The team used an open source computer tool called Single Cell Consensus Clustering to analyse single-cell RNA-sequence data from two patients diagnosed with myeloproliferative neoplasm blood cancers.

They explained in Nature Methods on Monday (27 March) that single-cell RNA sequencing 'enables the quantitative characterisation of cell types based on global transcriptome profiles'. They found that it is user-friendly and achieves high accuracy by bringing together several clustering solutions.

They write: 'We demonstrate that Single Cell Consensus Clustering is capable of identifying subclones from the transcriptomes of neoplastic cells collected from patients.'

The tool has been made freely available for all researchers to use.

Dr Kiselev said: 'We created the new Single Cell Consensus Clustering tool to analyse complex single-cell RNA-sequence data, and showed that it is more robust and accurate than existing methods at grouping cells.
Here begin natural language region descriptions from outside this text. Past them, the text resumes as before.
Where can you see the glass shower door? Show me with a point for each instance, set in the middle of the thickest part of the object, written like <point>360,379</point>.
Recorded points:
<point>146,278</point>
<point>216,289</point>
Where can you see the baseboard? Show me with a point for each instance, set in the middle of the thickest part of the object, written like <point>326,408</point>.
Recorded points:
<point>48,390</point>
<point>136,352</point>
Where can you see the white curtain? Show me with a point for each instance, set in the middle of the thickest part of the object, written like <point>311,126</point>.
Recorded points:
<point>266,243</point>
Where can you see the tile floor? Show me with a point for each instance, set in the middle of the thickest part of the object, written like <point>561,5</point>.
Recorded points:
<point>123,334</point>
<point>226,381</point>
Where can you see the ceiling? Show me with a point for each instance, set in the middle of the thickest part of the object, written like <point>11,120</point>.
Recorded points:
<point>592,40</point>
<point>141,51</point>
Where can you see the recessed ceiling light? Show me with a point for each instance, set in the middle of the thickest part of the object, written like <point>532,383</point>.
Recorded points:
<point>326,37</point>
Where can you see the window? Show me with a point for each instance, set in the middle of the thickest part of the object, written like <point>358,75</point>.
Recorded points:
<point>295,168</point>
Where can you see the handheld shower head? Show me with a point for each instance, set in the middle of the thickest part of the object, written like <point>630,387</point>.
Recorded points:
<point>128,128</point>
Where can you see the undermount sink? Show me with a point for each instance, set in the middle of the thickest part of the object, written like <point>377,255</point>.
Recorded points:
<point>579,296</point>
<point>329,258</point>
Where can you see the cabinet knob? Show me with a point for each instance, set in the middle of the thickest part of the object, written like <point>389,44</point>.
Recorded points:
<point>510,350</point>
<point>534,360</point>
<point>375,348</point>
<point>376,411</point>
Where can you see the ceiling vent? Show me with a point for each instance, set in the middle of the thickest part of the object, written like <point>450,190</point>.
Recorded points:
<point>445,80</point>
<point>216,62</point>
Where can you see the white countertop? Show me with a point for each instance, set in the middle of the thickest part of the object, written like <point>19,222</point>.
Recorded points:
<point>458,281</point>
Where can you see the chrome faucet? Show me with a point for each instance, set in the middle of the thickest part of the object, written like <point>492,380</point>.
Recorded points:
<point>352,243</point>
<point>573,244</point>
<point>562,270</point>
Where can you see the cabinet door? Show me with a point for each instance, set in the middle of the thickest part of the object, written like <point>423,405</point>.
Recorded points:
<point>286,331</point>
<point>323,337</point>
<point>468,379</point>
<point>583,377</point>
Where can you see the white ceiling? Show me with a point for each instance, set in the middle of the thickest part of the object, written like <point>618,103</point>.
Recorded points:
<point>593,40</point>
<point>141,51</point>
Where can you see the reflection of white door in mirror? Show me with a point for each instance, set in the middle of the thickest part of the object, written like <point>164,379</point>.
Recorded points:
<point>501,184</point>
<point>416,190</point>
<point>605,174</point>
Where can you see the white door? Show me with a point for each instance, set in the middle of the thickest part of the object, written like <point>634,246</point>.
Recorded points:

The tool contains added features that help interpret the biological function of the cells in that group, such as lists of marker genes for each group. We expect this will be used by many researchers around the world.'

Co-author Professor Tony Green added: 'The tool was able to use patterns of gene expression to distinguish, within an individual cancer, subclones that carried different mutations. This approach will help us define the cellular heterogeneity within each cancer, an important step towards improving cancer treatment'.